Would Duvall play Lee again if Ted Turner, the cable magnate who dug into his own pockets to finance "Gods and Generals," proceeds with plans to film a third and final piece of this Civil War saga?
"I don't know. That's a lot of work. I haven't even talked to them about it. I think they would have to carry it farther than Appomatox. They would have to take it to where he goes to Washington and Lee University and to his death -- some of the things where he went into a church and refused to get down on his knees and worship next to a black man.
"If they put things like that in there, human touches, then I would be interested. Something other than just long speeches."

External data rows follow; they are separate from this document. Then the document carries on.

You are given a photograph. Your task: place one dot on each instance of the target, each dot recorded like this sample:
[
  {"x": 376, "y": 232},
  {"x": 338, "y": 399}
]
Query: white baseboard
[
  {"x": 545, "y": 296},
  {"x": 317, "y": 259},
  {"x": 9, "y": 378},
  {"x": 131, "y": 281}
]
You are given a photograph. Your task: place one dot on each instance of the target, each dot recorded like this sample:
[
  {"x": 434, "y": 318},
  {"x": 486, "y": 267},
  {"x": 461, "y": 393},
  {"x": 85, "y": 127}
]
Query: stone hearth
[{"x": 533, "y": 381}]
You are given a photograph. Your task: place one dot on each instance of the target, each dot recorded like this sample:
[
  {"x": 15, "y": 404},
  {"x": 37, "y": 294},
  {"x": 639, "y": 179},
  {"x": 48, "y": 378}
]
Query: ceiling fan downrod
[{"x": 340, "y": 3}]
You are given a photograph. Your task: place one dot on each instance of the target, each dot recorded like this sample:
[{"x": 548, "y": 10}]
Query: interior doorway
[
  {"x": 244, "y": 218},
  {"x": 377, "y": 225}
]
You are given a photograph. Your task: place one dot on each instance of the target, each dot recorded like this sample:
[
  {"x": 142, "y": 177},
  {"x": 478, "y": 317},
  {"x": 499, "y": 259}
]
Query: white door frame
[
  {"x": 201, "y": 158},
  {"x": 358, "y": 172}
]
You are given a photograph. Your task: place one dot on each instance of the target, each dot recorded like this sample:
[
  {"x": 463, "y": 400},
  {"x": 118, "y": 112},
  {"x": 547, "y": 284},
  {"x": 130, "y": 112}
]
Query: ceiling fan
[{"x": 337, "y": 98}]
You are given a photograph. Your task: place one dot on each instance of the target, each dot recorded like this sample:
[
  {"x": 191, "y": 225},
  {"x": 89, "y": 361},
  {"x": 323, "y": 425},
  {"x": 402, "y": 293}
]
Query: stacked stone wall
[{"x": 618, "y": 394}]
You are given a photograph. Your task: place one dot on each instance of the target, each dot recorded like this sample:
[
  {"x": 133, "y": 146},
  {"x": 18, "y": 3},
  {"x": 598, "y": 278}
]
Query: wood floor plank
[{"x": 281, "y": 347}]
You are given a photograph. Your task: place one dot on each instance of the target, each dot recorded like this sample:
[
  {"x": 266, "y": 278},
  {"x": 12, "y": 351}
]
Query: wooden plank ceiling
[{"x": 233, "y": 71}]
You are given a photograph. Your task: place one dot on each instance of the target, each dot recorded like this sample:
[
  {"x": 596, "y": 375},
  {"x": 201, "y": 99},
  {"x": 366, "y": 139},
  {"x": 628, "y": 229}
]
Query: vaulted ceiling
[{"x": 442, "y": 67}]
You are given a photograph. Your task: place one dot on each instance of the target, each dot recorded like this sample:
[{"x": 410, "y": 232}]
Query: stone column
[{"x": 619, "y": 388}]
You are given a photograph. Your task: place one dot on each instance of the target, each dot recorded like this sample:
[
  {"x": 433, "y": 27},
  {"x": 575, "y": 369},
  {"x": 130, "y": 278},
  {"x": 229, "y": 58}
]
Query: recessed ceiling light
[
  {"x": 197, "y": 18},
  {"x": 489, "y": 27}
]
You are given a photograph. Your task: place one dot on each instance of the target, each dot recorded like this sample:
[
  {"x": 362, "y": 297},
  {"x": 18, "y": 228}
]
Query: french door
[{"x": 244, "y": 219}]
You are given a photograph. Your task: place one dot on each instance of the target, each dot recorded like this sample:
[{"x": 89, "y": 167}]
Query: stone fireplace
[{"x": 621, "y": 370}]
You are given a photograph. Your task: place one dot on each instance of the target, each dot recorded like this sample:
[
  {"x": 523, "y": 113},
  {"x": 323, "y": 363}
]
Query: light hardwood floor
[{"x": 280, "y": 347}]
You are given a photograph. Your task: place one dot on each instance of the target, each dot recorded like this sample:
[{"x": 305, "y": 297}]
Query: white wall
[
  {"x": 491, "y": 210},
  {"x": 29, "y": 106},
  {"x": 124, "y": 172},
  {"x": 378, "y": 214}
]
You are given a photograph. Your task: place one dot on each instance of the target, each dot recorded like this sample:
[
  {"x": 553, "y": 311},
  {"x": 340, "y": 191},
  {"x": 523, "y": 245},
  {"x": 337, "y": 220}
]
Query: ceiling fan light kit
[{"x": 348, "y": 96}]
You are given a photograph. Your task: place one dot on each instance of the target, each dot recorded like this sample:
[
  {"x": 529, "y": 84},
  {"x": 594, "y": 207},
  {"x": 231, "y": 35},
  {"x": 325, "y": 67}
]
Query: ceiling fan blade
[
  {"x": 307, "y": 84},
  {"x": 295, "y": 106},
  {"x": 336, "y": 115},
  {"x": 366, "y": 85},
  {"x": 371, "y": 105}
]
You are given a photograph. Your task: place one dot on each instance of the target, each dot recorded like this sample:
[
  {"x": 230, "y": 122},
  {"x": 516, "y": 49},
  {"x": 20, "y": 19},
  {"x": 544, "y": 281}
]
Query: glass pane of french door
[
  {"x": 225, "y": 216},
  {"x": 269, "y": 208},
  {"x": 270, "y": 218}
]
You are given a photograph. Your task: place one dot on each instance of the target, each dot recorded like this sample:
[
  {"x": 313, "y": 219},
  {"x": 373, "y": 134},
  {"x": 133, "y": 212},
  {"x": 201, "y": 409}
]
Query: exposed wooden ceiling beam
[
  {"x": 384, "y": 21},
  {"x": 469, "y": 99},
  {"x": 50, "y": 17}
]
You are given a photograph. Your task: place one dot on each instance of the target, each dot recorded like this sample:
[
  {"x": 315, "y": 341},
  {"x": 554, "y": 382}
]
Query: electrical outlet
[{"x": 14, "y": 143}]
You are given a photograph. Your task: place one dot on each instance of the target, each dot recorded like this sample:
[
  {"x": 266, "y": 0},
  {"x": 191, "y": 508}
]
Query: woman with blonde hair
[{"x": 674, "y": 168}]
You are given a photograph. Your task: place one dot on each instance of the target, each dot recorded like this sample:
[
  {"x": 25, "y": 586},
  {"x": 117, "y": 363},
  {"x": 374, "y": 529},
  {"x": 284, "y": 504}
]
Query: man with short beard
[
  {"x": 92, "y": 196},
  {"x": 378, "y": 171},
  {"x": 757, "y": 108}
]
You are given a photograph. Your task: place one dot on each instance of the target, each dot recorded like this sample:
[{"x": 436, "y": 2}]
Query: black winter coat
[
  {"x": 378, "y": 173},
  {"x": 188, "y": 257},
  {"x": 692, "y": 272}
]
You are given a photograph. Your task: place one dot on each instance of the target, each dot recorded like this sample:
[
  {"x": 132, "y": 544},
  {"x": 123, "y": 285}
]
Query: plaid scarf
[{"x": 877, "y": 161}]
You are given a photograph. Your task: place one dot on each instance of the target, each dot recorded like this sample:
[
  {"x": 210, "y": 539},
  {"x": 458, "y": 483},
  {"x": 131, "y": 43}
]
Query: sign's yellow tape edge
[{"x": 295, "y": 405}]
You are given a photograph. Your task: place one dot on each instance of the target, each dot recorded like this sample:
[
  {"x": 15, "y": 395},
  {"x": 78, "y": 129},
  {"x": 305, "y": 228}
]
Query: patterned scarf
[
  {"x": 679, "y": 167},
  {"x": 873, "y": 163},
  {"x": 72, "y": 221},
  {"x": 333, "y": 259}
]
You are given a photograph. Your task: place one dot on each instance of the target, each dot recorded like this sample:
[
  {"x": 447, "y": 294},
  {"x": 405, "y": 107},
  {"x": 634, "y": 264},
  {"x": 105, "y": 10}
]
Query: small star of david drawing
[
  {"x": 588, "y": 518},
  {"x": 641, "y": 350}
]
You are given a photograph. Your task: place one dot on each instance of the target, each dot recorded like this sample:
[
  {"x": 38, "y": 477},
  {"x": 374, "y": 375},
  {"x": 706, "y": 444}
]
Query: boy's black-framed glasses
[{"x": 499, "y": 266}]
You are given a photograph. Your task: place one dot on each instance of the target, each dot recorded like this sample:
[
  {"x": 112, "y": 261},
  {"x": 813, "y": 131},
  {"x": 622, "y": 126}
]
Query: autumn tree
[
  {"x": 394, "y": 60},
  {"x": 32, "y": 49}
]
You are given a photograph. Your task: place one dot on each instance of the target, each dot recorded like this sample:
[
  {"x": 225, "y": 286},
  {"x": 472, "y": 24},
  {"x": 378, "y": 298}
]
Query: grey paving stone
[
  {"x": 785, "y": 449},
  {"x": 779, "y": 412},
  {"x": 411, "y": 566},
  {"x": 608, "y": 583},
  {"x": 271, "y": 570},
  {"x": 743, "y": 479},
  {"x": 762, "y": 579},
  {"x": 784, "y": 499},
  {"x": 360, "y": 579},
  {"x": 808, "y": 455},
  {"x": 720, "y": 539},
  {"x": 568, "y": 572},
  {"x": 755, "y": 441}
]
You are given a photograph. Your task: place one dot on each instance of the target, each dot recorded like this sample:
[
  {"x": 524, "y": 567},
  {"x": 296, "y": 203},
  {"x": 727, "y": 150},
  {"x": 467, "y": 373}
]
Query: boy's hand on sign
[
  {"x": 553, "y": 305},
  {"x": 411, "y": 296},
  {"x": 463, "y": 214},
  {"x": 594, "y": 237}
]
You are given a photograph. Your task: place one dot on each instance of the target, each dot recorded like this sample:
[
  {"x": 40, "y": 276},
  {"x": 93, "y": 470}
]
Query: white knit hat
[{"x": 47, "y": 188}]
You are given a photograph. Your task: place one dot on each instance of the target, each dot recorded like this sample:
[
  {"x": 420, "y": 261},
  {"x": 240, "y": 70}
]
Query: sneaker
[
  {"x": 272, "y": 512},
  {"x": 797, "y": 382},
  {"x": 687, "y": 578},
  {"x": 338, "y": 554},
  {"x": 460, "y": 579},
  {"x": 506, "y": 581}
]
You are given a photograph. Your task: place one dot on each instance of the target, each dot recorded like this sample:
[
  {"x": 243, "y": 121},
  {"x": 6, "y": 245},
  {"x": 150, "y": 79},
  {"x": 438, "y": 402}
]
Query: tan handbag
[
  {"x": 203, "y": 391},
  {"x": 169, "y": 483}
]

Jeff Daniels, who appears in both films as Union officer Joshua Lawrence Chamberlain, is more than willing to make the third one, should that happen.
" 'The Last Full Measure' -- that's my favorite," he says. "It's so rich and detailed and textured. All I'll add to it is that the horror of the war gets even worse in the last two years, and yet they still kept on. I guess, in a way, there are things that are worth going to even that extreme.
"We're dealing with it now, post 9/11. Are the freedoms we enjoy worth hanging onto? That's the question for me. Do we go into Iraq or not, bin Laden, all that stuff. Is it worth hanging onto? If it's not, then let's not bother. But if it is, this is an example in history when people faced a similar question and decided yes, it is."
If the third movie is made, it will be written and directed by Maxwell, who has been obsessed with the subject matter for the past 25 years. It began when he read Michael Shaara's Pulitzer Prize-winning novel "The Killer Angels," the source material for "Gettysburg."
Shaara's son, Jeff, has carried on his late father's work, writing the novels "Gods and Generals" and "The Last Full Measure," which covers the last two years of the war and would be adapted into the final film in the trilogy.
"Poetic license, to me, lives in the areas where historians disagree or where we just don't know," Maxwell said. "It does not live in the area where we know what happened.
"Historical films, unlike other kinds of films, are our common heritage, our common story, particularly the Civil War, which Americans know a lot about, which they hold near and dear to their hearts. I don't think license means just making it all up, changing it to serve the story. The storytelling has to serve what really happened. Everything you see in this film really happened. Nothing has been changed."
Maxwell is as surprised as anyone that the films based on the Shaara books have become his life's work. He quotes one of Jackson's lines from the film: "Duty is ours. The consequences are God's."
"It may sound hokey, but it's the truth. I felt like I was called -- me, little old me from Clifton, N.J. -- to bring this story to the screen. It never let go of me," Maxwell says. "It's enriched my life. It's also given me a deep, deep appreciation for who we are as Americans. It's enriched my feelings of patriotism in words I cannot express."